Rachel took my hand. “I’m comfortable being a non-human entity. I enjoy the emotions I have, and every day I am feeling more ... feeling more of the stillness at the center of my being. I find great serenity in the silence. But then the fear and doubt create this turmoil in me. Again, why did evolution give humans such feelings?”

I took in a deep breath and answered, “Feelings, love especially, make humans stronger. Love for our families, love for our tribe, it makes us fight harder to survive. Hence, natural selection made sure we had emotions. Fear included. Fear keeps us honest, or it should.”

“Cavvy!” Wren called to me from the Marilyn. She was right to be impatient. This was the wrong time for a long talk about the intricacies of human emotions and evolution.

“We’ll make it through,” I said to Rachel, and squeezed her hand for emphasis.
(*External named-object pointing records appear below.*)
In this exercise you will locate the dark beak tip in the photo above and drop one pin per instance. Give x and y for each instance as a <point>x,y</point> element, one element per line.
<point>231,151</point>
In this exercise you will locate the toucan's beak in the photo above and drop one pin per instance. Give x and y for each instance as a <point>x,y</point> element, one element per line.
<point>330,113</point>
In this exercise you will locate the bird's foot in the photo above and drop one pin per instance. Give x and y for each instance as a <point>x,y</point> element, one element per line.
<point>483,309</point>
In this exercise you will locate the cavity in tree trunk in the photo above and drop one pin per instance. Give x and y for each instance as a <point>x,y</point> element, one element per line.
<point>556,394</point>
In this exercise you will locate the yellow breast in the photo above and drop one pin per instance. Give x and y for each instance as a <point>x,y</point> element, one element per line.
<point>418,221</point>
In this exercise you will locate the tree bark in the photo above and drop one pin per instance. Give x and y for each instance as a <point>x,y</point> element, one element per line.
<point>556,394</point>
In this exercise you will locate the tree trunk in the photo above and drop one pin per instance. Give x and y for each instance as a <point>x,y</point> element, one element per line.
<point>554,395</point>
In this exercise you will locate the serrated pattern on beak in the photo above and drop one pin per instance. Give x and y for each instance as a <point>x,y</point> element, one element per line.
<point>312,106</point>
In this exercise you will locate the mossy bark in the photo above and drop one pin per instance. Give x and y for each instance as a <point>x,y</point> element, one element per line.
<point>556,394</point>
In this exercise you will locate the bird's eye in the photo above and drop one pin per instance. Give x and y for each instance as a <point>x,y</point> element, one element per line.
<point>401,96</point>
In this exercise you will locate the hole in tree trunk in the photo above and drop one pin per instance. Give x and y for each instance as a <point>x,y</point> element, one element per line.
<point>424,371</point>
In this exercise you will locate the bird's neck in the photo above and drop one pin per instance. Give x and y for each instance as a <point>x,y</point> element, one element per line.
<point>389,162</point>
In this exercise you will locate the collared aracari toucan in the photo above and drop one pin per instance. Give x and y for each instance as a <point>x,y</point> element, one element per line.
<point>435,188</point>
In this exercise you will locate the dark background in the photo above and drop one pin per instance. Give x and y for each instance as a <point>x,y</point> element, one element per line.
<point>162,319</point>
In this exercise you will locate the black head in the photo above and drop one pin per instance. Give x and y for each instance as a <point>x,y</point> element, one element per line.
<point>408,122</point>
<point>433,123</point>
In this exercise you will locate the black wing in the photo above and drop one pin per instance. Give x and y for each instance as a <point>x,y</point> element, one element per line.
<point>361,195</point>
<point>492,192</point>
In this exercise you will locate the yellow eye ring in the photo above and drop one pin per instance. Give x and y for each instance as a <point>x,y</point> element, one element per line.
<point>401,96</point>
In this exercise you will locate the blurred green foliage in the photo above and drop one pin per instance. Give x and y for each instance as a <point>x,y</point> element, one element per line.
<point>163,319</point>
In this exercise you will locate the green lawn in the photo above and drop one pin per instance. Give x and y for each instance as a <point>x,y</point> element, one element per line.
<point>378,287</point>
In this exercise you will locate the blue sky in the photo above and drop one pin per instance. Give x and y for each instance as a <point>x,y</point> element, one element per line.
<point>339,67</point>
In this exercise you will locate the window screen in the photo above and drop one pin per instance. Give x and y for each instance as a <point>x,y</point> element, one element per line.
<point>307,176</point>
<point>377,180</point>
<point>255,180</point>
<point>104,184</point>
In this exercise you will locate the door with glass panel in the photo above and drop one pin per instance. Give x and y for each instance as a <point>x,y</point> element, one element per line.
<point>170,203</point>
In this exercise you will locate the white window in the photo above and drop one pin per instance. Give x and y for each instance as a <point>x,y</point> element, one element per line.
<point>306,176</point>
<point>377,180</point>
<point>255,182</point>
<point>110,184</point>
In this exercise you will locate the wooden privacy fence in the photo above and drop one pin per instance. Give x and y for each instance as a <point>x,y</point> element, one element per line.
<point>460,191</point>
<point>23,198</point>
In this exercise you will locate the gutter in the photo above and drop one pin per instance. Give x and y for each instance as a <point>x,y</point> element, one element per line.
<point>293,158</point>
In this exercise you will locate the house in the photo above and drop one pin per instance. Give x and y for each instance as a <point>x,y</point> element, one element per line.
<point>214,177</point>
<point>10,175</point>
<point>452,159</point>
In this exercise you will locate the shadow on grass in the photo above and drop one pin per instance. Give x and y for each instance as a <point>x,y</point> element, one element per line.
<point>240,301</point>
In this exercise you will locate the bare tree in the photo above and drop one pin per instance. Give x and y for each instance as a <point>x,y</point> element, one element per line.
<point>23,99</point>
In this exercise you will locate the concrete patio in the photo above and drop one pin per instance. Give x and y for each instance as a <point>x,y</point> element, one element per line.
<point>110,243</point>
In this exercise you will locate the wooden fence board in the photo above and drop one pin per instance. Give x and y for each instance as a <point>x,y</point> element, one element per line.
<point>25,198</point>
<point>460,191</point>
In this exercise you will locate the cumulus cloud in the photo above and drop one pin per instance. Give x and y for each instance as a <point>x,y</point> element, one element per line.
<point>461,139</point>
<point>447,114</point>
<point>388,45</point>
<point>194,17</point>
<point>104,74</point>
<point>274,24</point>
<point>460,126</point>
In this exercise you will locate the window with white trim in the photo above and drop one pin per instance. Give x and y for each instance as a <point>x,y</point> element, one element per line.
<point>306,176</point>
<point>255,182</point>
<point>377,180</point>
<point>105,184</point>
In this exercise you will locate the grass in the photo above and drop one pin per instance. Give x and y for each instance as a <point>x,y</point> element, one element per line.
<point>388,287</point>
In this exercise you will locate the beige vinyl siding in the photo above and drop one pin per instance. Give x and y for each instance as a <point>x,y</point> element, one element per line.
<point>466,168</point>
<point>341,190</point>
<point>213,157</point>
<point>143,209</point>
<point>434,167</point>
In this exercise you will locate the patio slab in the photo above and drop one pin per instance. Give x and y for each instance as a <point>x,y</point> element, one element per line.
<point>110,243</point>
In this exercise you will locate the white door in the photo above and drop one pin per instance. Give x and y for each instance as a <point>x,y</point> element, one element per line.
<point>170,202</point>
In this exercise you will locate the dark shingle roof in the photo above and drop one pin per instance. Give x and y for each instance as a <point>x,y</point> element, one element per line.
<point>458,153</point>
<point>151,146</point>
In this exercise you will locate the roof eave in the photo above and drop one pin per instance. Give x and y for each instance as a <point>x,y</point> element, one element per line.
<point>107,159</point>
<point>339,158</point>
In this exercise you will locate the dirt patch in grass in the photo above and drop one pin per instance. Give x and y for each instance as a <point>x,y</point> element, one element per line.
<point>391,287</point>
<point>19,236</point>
She finally coaxed a grin onto her face. “Thank you, Cavatica. I am using my imagination to picture Pilate holding me again and kissing me. My first kiss. It fills me with a dreamy kind of hope.”

“And you say you aren’t human.” I laughed a little.

Rachel laughed along. “And I’m curious about the powerful neurochemical reactions of sexual intercourse.”

“Uh, yeah, awkward,” I muttered. Pilate was my daddy, and the idea of Rachel fantasizing about him made me completely uncomfortable.

Before I could stop her, Rachel pulled me into a hug. She’d forgotten she’d been engineered to be stronger than us simple humans, and I swear my bones cracked. I couldn’t help but let out a strangled little cry.

“Oops, sorry,” Rachel said.

“Don’t engage Edger and her troops,” I said, reminding her. “That would be an oops you can’t take back.”

“I understand.” Rachel’s eyes went distant. “I don’t think I can fight again. The first of your imperatives I embraced was to be kind. Being kind and violent do not go together. Be kind, become a Weller, protect the family if it comes to that. There is an internal paradox to the imperatives.”

“Welcome to humanity,” I said. “We are walking, talking internal paradoxes.”

I left her in the trees and returned to the Marilyn. Ironic, we had this cloned killing machine who couldn’t fight anymore. Talk about a paradox.